Telangana: Long road to get Nizam's jewels
Hyderabad: Chief Minister K. Chandrasekhar Rao's promise in the Assembly on Thursday to try and get the jewellery collection of the Nizams of Hyderabad back to the state may not be easy because the Centre had paid a substantial amount of money to acquire it. In 1995, the Centre paid approximately Rs 218 crore to the HEH Nizam’s Jewellery Trust for the 173-item collection. "As of now it is valued at $10 million dollars,’ said historian Dr Muhammad Safiullah.
It is said that the first Nizam acquired the core of the collection in the 1720s from the Mughals in Vijayanagar, Bidar and Golconda. “The Nizams also bought pieces from the (Russian) Czars’ collection,” Dr Safiullah said. “Almost all the articles have descended to successive rulers from the founder of the dynasty and his son and successor, and have constituted the secret personal property of my predecessors,” wrote the last Nizam, Mir Osman Ali Khan, to the Centre on June 4, 1949.
In the 1970s, after the death of Prince Azam Jah, the beneficiaries of the trust tried to sell the jewellery. The Centre, citing it as a national treasure, engaged in a prolonged battle to keep the collection inside the country and finally bought the collection for Rs 218 crore in 1995. Since then, the jewellery has been kept in a vault in the RBI. It has been displayed only twice, in 2001 and 2006.

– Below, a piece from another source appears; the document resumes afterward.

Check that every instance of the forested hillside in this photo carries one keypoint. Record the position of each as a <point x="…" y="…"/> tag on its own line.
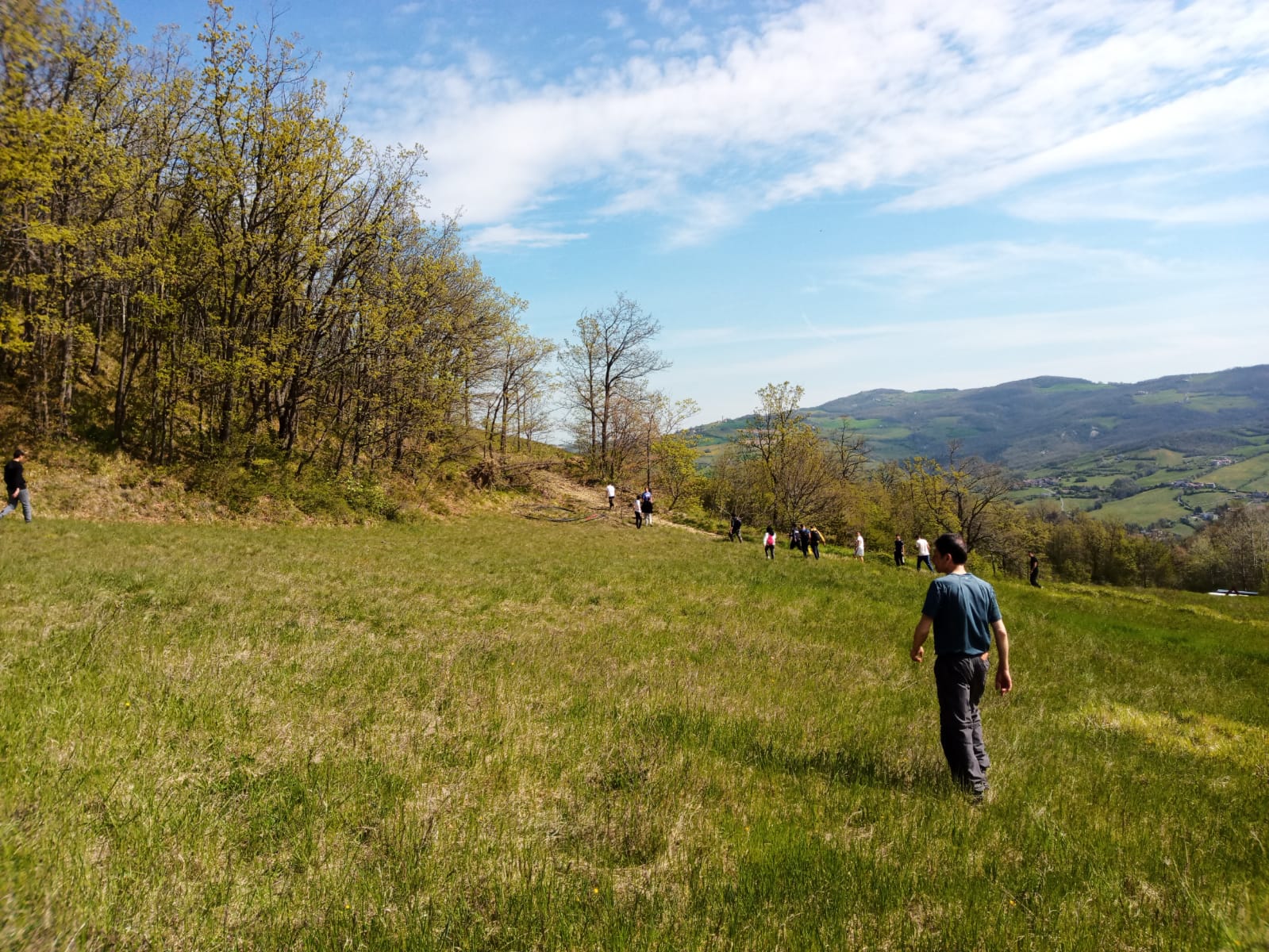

When he was Chief Minister of undivided Andhra Pradesh, N Chandrababu Naidu made efforts to bring the jewellery to the city and put it on display, but it never materialised. In 2015, the TS government announced it would bring the jewellery back, but there has been no progress in this regard, and on Thursday Mr Chandrasekhar Rao reiterated his resolve to take the matter up with the Centre. Mr Khaja Aijazuddin, a lawyer, had sought information about the jewellery under the Right to Information. In its reply, the Union ministry of culture said it bought the jewellery and so “the jewellery belongs to the Centre. The authority to hand it over to the state government or display it at any exhibition rests with the Centre.”
The collection
- The collections includes the Jacob Diamond weighing 184.75 carats and reckoned to be the world’s third best in whiteness and seventh largest in size.
- It is believed to have been mined in Africa and bought in London by a Shimla-based Jewish trader, A.M. Jacob - after whom it is named. He sold it to the sixth Nizam, Mahbub Ali Khan, for Rs 23 lakh in the 19th century.
- Another coveted item is a set of 22 loose emeralds weighing 414.25 carats.
- The Nizam family had called the deal unfair as according to them the jewellery could have fetched Rs 1,500 crore in the international market in 1995.